Let technology like this aid you in furthering your business’ effectiveness on the backend while experiencing success on the frontend.

Understanding your customers

Knowing what your customers want can be one of the toughest ventures, but it’s a primary part of market research. In a business practical sense, gauging your customers’ interests will help you create a compelling brand and build products they want to buy. Moreover, customer data can be gathered with the above tools, in tandem with social media and other digital platforms.

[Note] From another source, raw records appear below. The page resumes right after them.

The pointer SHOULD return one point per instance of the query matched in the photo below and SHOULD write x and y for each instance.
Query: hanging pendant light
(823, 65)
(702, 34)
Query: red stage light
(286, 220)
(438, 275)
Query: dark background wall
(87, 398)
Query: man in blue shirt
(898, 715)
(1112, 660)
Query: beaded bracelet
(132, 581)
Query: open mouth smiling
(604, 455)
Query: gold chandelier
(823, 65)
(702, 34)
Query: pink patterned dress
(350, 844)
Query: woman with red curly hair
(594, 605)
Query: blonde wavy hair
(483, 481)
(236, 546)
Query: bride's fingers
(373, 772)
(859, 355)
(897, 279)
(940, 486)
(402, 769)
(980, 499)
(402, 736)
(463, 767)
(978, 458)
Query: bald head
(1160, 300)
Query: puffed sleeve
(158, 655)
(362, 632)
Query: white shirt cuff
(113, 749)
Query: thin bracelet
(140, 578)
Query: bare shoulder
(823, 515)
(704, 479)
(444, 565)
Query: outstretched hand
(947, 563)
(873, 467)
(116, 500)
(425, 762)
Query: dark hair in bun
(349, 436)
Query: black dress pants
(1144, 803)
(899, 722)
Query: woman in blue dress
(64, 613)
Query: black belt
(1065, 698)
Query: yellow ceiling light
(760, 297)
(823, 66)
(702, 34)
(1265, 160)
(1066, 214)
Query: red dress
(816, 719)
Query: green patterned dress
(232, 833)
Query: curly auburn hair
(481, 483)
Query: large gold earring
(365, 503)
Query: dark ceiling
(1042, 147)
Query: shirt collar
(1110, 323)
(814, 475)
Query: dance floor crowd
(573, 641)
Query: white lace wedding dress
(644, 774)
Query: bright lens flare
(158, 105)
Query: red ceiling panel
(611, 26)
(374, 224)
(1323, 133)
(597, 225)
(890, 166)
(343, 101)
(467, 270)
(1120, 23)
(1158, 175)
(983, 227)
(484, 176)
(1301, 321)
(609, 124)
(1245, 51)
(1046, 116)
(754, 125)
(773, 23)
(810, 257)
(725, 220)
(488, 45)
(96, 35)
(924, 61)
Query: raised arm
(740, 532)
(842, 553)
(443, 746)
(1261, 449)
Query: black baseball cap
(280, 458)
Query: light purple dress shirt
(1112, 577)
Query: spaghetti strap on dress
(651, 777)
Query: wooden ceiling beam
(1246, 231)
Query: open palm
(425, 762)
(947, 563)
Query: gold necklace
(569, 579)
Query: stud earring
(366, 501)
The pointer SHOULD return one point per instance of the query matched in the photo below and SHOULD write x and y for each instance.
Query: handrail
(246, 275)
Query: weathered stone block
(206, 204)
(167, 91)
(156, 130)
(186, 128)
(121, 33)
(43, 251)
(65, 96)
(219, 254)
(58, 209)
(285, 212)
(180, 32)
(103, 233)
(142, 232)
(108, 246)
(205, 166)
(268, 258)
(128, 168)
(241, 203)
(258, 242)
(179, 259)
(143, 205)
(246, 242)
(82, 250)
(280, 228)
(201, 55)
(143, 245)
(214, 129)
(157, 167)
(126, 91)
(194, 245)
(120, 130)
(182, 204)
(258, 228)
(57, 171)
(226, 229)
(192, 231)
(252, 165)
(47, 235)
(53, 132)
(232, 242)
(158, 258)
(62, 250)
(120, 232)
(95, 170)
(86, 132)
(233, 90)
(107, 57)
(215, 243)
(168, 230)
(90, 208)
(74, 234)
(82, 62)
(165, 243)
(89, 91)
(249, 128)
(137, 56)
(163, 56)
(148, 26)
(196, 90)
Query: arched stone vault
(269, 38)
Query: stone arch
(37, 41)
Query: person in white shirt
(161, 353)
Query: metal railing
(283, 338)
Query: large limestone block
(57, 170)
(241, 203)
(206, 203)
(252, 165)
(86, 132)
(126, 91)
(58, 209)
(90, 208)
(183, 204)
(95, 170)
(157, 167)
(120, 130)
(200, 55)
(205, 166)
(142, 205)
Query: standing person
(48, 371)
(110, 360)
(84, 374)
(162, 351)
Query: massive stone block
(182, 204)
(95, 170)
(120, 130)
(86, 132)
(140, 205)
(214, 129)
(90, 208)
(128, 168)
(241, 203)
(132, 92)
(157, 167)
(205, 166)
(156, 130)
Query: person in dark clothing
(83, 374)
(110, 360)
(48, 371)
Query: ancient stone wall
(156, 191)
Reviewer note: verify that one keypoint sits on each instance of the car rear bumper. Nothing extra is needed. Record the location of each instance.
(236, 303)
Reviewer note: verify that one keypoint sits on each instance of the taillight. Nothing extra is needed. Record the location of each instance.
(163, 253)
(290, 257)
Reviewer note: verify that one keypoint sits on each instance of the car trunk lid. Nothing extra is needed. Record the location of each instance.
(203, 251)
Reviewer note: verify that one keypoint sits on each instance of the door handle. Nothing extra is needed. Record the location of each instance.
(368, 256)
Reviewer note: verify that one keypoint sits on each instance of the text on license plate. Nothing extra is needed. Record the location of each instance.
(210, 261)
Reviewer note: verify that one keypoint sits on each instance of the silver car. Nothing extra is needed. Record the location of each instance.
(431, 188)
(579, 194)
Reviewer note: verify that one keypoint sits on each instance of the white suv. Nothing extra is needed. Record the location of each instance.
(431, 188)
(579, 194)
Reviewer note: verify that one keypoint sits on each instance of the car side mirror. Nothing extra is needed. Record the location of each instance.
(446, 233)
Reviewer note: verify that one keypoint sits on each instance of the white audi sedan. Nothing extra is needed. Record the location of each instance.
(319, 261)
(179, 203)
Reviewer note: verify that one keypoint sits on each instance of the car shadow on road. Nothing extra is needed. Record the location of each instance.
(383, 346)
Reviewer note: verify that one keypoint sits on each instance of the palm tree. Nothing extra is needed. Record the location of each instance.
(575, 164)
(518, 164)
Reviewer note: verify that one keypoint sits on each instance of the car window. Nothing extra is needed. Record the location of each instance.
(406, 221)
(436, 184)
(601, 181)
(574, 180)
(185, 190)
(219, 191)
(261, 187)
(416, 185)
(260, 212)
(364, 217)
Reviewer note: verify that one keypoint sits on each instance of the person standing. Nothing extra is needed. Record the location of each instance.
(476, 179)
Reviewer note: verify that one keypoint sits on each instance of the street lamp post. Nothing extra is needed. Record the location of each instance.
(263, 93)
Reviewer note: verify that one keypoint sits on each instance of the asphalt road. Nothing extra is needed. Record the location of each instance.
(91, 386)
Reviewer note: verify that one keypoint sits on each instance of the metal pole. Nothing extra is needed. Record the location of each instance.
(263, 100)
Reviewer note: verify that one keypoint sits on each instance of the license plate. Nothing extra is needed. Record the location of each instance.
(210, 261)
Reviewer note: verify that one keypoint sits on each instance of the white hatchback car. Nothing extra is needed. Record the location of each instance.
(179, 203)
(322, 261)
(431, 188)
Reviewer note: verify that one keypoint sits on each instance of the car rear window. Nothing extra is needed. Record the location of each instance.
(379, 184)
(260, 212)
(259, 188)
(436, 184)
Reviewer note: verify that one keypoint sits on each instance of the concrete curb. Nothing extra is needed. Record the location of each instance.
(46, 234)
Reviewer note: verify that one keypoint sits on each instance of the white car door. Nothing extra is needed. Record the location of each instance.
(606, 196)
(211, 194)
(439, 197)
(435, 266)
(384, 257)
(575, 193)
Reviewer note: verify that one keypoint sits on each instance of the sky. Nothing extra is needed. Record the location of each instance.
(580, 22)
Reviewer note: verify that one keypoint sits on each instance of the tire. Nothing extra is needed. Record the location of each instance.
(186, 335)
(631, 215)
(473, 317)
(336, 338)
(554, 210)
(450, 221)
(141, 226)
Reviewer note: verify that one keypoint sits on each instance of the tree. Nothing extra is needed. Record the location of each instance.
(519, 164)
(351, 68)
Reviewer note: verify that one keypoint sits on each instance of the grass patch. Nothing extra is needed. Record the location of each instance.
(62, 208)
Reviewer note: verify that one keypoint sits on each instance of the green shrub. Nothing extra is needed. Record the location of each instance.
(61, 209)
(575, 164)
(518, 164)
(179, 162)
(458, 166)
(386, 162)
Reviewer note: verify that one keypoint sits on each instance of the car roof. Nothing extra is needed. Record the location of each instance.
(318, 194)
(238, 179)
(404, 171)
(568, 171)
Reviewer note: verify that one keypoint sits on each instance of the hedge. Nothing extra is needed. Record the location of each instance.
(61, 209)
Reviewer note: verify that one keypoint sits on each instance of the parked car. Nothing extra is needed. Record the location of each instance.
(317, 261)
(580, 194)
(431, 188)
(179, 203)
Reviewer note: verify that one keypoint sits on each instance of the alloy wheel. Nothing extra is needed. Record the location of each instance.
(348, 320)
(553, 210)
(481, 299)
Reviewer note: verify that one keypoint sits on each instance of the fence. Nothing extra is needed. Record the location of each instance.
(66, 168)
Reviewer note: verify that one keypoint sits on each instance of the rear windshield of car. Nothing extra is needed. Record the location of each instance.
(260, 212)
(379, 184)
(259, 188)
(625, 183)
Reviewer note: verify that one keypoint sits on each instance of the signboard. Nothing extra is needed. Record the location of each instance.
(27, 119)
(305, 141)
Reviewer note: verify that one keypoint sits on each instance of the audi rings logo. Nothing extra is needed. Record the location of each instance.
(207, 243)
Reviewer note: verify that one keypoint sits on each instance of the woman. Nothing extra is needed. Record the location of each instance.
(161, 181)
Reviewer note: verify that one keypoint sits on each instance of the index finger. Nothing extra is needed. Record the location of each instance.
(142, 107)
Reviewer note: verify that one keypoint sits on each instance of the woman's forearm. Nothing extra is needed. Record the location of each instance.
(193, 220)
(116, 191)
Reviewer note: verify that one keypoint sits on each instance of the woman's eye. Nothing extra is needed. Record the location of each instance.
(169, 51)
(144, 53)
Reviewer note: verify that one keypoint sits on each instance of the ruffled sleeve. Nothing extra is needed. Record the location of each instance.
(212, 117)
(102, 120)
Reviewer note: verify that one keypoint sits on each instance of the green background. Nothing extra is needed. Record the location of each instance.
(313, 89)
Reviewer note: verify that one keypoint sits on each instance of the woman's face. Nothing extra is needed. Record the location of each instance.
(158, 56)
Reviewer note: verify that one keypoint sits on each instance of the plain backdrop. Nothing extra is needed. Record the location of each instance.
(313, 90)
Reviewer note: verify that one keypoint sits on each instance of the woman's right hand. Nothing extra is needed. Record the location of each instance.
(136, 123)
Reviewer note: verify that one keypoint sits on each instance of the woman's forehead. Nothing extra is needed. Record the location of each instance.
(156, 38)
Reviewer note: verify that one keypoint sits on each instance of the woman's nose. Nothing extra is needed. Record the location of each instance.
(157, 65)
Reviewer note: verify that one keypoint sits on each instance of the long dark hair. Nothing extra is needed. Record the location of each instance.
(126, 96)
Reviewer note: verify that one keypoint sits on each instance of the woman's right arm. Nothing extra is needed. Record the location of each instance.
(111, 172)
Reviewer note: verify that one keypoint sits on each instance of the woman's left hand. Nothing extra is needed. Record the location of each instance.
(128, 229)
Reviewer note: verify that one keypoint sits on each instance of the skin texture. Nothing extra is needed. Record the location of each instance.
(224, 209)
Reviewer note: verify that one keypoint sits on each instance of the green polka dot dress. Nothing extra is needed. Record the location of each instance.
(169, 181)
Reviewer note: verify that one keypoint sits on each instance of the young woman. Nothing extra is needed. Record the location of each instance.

Customer analysis will help you pinpoint your customer personas by identifying similar characteristics such as age, gender, education, lifestyle, values, income, interests, occupation, place of residence and other characteristics. For example, it’s important to understand trends among the different generations of your customers. The needs of Baby Boomers and Generation Xers are different from Millennials and Generation Z. Knowing these varying ideologies will help you more directly market to individual demographics.

Market research leads to finding out who your competitors are in the fight for your customers’ attention. So, keep a keen eye on who your customer is, what they want to buy, when they want to buy, where they want to buy, how they pay and what they’re willing to pay.